Women are also more likely to develop gestational diabetes during pregnancy. Considering that diabetes can increase complications while pregnant, it’s important to watch out for a few factors that usually indicate gestational diabetes. These include:
- Excessive Fetal Growth: Women who have developed gestational diabetes will usually have a baby that receives more nutrients and grows bigger due to high amounts of glucose in the mother’s bloodstream.

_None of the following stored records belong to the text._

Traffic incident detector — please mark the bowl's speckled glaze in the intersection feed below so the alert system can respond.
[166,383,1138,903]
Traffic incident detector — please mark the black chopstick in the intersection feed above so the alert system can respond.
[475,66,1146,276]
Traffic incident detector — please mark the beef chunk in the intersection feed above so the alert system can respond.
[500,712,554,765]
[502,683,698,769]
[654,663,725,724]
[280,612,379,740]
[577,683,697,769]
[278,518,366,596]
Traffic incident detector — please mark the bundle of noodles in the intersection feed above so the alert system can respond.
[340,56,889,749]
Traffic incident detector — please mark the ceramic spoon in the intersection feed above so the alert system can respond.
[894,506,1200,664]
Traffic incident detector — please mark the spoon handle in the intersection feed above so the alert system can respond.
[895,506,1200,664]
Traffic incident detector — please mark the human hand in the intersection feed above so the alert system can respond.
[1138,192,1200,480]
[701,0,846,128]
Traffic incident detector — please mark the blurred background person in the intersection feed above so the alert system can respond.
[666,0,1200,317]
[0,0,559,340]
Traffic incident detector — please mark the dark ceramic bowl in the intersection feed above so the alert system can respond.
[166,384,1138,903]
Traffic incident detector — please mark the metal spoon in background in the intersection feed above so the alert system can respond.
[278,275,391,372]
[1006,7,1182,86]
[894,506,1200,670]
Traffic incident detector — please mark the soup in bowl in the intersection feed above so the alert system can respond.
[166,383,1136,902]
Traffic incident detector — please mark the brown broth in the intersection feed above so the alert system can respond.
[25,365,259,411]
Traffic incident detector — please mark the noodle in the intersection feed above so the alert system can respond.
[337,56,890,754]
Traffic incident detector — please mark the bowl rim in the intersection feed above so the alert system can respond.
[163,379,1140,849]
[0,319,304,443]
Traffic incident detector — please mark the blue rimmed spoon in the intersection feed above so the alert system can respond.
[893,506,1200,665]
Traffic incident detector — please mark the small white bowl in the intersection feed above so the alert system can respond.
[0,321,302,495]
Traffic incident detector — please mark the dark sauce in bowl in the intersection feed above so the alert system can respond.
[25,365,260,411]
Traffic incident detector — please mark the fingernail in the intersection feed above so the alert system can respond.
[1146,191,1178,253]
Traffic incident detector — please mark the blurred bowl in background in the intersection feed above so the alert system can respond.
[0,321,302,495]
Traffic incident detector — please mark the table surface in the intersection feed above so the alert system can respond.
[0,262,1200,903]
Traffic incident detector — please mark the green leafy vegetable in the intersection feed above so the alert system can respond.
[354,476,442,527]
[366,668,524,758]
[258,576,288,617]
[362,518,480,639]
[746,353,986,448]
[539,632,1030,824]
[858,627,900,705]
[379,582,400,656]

- High Blood Pressure: Expectant mothers who suffer from gestational diabetes can also have higher blood pressure during their pregnancy.
- Metabolic Issues: Gestational diabetes leads to metabolic problems throughout the entire body, which can cause problems for both mother and baby.
5. Ways to Reduce Diabetes Risk
A diagnosis of diabetes is a difficult reality to face, but it’s important to know the signs. Women make up a large proportion of individuals diagnosed with diabetes and as such should be aware of the signs and symptoms. Once someone is aware of the potential warning signs, they can begin to take action to reduce the risk of diabetes.
- Take Control of Your Diet: Eating an unhealthy diet can increase your risk of diabetes. To decrease the chances of developing the disease, make sure to eat healthy portions of vegetables, fruits, and whole grains throughout the day.
- Exercise Regularly: Regular physical activity can greatly reduce the risk of diabetes. Incorporate at least 30 minutes of moderate to intense exercise, such as running or playing a sport, every day.
- Maintain a Healthy Weight: Being overweight or obese can increase your risk of diabetes. Keep an eye on your weight, and talk to your doctor if you think you may be at risk of being overweight.
- Manage Stress: Stress can worsen diabetes symptoms, such as high blood sugar levels. Engaging in stress-relieving activities, such as yoga or deep breathing, can help control your diabetes.
- Monitor Blood Glucose Levels: Make sure to monitor your blood sugar levels and keep them within the normal range. Make sure to check with your doctor if your sugar levels are not stable or are increasing.
If you are a woman and have any of these signs of diabetes, it is important to be seen by a doctor right away. Early diagnosis and management of diabetes is key so as to ensure one’s long-term health and well-being. Remember to take any and all symptoms seriously. Caring for oneself early on is the best way to go.